Continue with S-trap protocol to prepare for proteomics analysis.
Protocol references
1.         Abu-Remaileh, M., et al., Lysosomal metabolomics reveals V-ATPase- and mTOR-dependent regulation of amino acid efflux from lysosomes. Science, 2017. 358(6364): p. 807-813.
2.         Wyant, G.A., et al., mTORC1 Activator SLC38A9 Is Required to Efflux Essential Amino Acids from Lysosomes and Use Protein as a Nutrient. Cell, 2017. 171(3): p. 642-654 e12.
3.         Lim, C.Y., et al., ER-lysosome contacts enable cholesterol sensing by mTORC1 and drive aberrant growth signalling in Niemann-Pick type C. Nat Cell Biol, 2019. 21(10): p. 1206-1218.

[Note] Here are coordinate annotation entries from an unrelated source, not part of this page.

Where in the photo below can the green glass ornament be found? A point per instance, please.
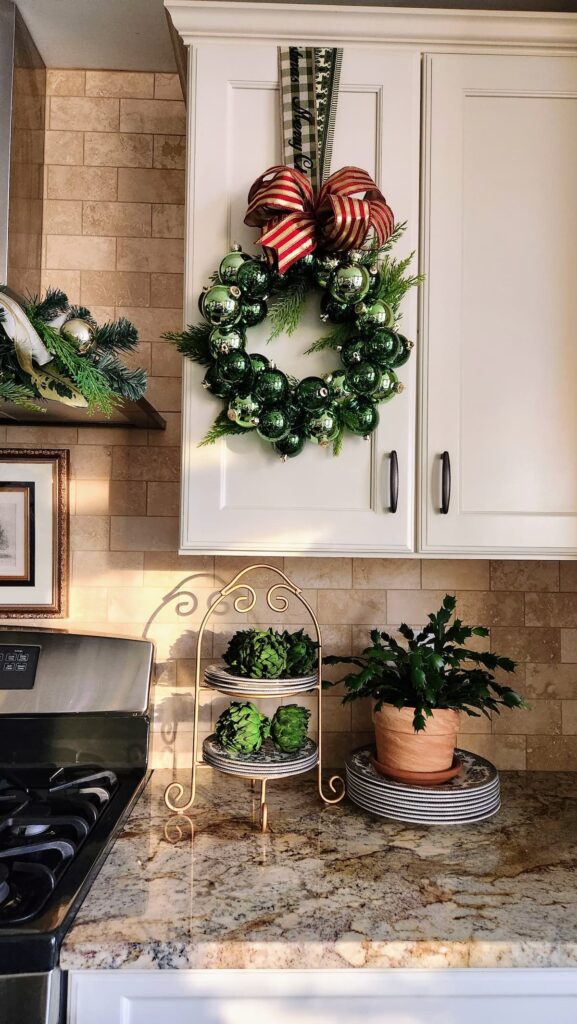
(360, 415)
(259, 363)
(324, 266)
(353, 352)
(290, 445)
(382, 347)
(244, 411)
(349, 283)
(222, 340)
(405, 349)
(322, 427)
(388, 387)
(363, 378)
(338, 387)
(220, 306)
(271, 387)
(274, 423)
(214, 383)
(253, 279)
(235, 368)
(336, 312)
(312, 394)
(231, 264)
(374, 315)
(253, 312)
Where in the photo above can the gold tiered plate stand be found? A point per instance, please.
(244, 601)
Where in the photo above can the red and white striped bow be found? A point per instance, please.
(296, 221)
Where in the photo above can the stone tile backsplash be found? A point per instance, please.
(113, 239)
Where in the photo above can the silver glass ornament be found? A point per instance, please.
(79, 333)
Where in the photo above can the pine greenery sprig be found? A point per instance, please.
(131, 384)
(193, 342)
(53, 304)
(285, 311)
(221, 427)
(89, 380)
(338, 336)
(117, 336)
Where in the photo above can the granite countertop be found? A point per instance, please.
(333, 887)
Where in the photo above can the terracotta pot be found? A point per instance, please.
(400, 748)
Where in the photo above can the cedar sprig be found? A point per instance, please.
(193, 342)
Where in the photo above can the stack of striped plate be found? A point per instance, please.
(471, 796)
(265, 763)
(219, 679)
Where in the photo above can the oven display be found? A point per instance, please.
(17, 666)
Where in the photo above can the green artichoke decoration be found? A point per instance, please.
(242, 728)
(289, 726)
(257, 653)
(301, 653)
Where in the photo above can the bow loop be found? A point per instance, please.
(282, 201)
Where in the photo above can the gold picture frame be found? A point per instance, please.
(34, 532)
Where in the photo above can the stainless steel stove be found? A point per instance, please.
(74, 737)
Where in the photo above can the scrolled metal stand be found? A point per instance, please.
(244, 601)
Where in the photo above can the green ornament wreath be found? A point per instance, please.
(361, 294)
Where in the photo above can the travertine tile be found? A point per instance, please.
(166, 117)
(89, 532)
(333, 573)
(541, 576)
(550, 609)
(168, 220)
(531, 644)
(127, 498)
(335, 606)
(137, 534)
(455, 573)
(65, 82)
(375, 573)
(64, 147)
(115, 287)
(167, 86)
(117, 219)
(151, 254)
(81, 182)
(92, 114)
(166, 290)
(163, 499)
(550, 681)
(169, 151)
(120, 83)
(63, 216)
(72, 252)
(506, 753)
(551, 754)
(107, 568)
(154, 185)
(146, 464)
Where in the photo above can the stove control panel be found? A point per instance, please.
(17, 666)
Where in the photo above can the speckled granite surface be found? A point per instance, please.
(334, 887)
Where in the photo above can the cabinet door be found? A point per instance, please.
(499, 384)
(238, 496)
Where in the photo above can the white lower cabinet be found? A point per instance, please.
(395, 996)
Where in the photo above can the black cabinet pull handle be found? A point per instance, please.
(445, 483)
(394, 481)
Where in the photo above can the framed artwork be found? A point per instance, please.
(34, 532)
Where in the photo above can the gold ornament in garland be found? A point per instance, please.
(338, 247)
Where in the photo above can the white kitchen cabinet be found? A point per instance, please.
(237, 495)
(499, 381)
(394, 996)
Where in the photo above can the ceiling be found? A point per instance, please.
(124, 35)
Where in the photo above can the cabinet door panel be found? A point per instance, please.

4.         Castellano, B.M., et al., Lysosomal cholesterol activates mTORC1 via an SLC38A9-Niemann-Pick C1 signaling complex. Science, 2017. 355(6331): p. 1306-1311.
5.         Davis, O.B., et al., NPC1-mTORC1 Signaling Couples Cholesterol Sensing to Organelle Homeostasis and Is a Targetable Pathway in Niemann-Pick Type C. Dev Cell, 2021. 56(3): p. 260-276 e7.
6.         Xiong, J., et al., Rapid affinity purification of intracellular organelles using a twin strep tag. J Cell Sci, 2019. 132(24).
7.         Wyant, G.A., et al., NUFIP1 is a ribosome receptor for starvation-induced ribophagy. Science, 2018. 360(6390): p. 751-758.